Page:Lamartine - Œuvres complètes de Lamartine, tome 3.djvu/444

Le texte de cette page a été corrigé et est conforme au fac-similé.

L’autel est ombragé d’armes et d’étendards ;
Ceux que la Palestine a vus sur ses remparts,
Ceux qu’enleva Philippe aux plaines de Bovines,
Et ceux qui d’Orléans sauvèrent les ruines,
Ce panache d’Ivry que fit flotter un roi,
Ceux que ravit Condé sous les feux de Rocroi,
Ceux enfin qui, guidant les fils de la victoire,
Du Tage au Borysthène ont porté notre gloire,
Et n’ont rien rapporté de Vienne et d’Austerlitz
Que cent noms immortels sur leurs lambeaux écrits !
Noirs, souillés, mutilés, teints de sang et de poudre,
Déchirés par le sabre ou percés par la foudre,
Pendant du haut des murs, entre leurs plis mouvants
De ce dôme sonore emprisonnent les vents,
Et semblent murmurer, en roulant sur leur lance :
« Voila l’ombre qui sied au front d’un roi de France ! »

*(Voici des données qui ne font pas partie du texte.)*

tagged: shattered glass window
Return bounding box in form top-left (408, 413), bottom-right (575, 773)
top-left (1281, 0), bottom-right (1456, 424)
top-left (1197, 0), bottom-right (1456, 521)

Le temple est vide encore : aux marches de l’autel,
Un pontife vêtu de l’éphod solennel
Semble attendre le jour, l’heure, l’instant suprême
Par la voix de l’airain frappé dans le ciel même :
Cent lévites, couverts de vêtements sacrés,
Du brillant sanctuaire entourent les degrés ;
Le regard suit au loin leurs onduleuses files ;
Debout, l’œil attentif, en silence, immobiles,
Ils tiennent d’une main les encensoirs flottants ;
L’autre, pressant la chaîne aux anneaux éclatants,
Semble prête à lancer vers la voûte enflammée
L’urne où déjà l’encens monte en flots de fumée.